Let $X=[0,1] \times [0,1]$ and let $\sim$ be a relation defined by $(x,0) \sim (x,1)$. Show that $X/ \sim$ is homeomorphic to the cylinder $S^1 \times [0,1]$.
My goal is to get a solution without using compactness, writing a continuos and bijective function $f: X \rightarrow Y$, where $Y$ is the cylinder, constant on the equivalente classes of $X/\sim$. This implies that the function $[f]: X/\sim \rightarrow Y$ is continuos and bijective too. Since the composition $f= [f] \circ \pi$ is commutative (where $\pi$ is the natural projection) I'll have to show that also $f^{-1}$ is continuos, and then $[f]^{-1}$ is continuos too. Hence $[f]$ is an homeomorphism.
Solution:
Consider the function $f: X \rightarrow S^1 \times [0,1]$ defined as $f(\theta, t)=(\cos(2 \pi \theta), \sin (2 \pi \theta), t(t-1))$. Since $f$ is continuous, and $f(0,0)=(1,0,0)=f(0,1)$ we have that $[f]:X/ \sim \longrightarrow S^1 \times [0,1]$ is continuos too.
The problem is that $f$ is not injective, then is not invertible. Does it exist a suitable bijective function or it is impossible to claim that the two spaces are homeomorphic without using the compactness?
You can construct an explicit bijection.
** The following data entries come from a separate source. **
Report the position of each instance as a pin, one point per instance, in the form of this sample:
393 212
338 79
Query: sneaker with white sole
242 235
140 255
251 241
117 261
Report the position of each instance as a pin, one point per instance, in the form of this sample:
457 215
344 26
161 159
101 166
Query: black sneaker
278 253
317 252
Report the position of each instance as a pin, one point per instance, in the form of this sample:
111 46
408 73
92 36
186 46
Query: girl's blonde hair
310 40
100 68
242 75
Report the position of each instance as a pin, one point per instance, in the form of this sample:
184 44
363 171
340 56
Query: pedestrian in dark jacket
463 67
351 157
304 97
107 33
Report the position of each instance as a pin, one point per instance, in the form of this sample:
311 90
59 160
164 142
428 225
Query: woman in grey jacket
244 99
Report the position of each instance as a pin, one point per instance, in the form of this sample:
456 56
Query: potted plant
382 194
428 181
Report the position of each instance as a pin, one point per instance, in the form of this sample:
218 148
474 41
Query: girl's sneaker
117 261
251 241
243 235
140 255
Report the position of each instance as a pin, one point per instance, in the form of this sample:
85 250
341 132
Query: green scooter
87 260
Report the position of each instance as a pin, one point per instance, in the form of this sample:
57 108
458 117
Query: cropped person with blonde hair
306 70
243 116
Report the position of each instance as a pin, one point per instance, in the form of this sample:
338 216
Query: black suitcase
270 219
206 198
Your attempt is close, but $f(t, \theta)$ should read $f(\theta, t)$ and $t(t-1)$ should read $t$ (it's the trig functions that identify the case where $\theta = 0$ and the case where $\theta = 1$).
Geometrically, think of the cylinder $S^1 \times [0, 1]$ being obtained from the square $[0, 1]\times[0, 1]$ by rolling it up so the top edge meets the bottom edge. (The way the question is formulated also swaps the coordinates around: as if you'd stood the cylinder on its end.)